TransConv-DDPM: Enhanced Diffusion Model for Generating Time-Series Data in Healthcare
Md Shahriar Kabir, Sana Alamgeer, Minakshi Debnath, Anne H. H. Ngu
TL;DR
TransConv-DDPM addresses data scarcity in healthcare time-series by enhancing diffusion-based generation with a transformer bottleneck and multi-scale convolutions, enabling robust modeling of local and global temporal dependencies. The method outperforms TimeGAN and Diffusion-TS across stick-balancing, SmartFallMM, and EEG datasets, exhibiting high distribution fidelity and predictive utility. A notable finding is the significant performance boost in fall-detection tasks when synthetic data generated by TransConv-DDPM is combined with real data, underscored by substantial gains in F1-score and accuracy. These results support the practical value of high-fidelity synthetic physiological time-series for training robust clinical AI systems and point to avenues for broader, conditional, and multi-modal data generation in healthcare.
Abstract
The lack of real-world data in clinical fields poses a major obstacle in training effective AI models for diagnostic and preventive tools in medicine. Generative AI has shown promise in increasing data volume and enhancing model training, particularly in computer vision and natural language processing (NLP) domains.
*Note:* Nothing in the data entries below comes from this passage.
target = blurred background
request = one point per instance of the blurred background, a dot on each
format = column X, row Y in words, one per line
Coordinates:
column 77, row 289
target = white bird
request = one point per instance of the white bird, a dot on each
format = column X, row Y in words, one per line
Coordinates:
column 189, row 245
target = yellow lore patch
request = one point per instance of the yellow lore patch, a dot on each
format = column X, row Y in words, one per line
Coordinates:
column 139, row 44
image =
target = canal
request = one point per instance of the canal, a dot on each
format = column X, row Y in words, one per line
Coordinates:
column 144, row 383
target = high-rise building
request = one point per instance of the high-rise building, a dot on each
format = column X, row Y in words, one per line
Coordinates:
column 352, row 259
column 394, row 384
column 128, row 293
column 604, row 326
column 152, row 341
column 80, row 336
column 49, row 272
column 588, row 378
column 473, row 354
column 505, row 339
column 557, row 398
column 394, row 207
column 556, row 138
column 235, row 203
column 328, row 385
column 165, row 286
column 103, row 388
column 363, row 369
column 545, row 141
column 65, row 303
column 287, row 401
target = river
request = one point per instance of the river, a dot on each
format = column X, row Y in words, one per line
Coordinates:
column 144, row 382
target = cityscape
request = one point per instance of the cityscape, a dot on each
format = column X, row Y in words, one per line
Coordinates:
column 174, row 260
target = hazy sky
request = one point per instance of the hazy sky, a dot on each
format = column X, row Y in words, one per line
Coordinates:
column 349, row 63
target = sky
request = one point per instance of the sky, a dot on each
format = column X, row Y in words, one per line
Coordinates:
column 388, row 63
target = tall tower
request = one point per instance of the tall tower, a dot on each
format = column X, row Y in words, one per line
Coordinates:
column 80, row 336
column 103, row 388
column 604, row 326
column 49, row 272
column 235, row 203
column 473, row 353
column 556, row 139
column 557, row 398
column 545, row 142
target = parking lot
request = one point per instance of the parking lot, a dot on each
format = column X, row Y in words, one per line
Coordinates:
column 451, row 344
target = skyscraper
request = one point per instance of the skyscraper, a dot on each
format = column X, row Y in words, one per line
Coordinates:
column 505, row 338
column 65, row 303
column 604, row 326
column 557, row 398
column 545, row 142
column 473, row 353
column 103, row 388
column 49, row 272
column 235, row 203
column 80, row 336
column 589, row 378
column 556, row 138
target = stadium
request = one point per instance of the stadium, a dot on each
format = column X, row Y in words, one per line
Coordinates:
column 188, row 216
However, generating physiological time-series data, a common type in medical AI applications, presents unique challenges due to its inherent complexity and variability. This paper introduces TransConv-DDPM, an enhanced generative AI method for biomechanical and physiological time-series data generation. The model employs a denoising diffusion probabilistic model (DDPM) with U-Net, multi-scale convolution modules, and a transformer layer to capture both global and local temporal dependencies. We evaluated TransConv-DDPM on three diverse datasets, generating both long and short-sequence time-series data. Quantitative comparisons against state-of-the-art methods, TimeGAN and Diffusion-TS, using four performance metrics, demonstrated promising results, particularly on the SmartFallMM and EEG datasets, where it effectively captured the more gradual temporal change patterns between data points. Additionally, a utility test on the SmartFallMM dataset revealed that adding synthetic fall data generated by TransConv-DDPM improved predictive model performance, showing a 13.64% improvement in F1-score and a 14.93% increase in overall accuracy compared to the baseline model trained solely on fall data from the SmartFallMM dataset. These findings highlight the potential of TransConv-DDPM to generate high-quality synthetic data for real-world applications.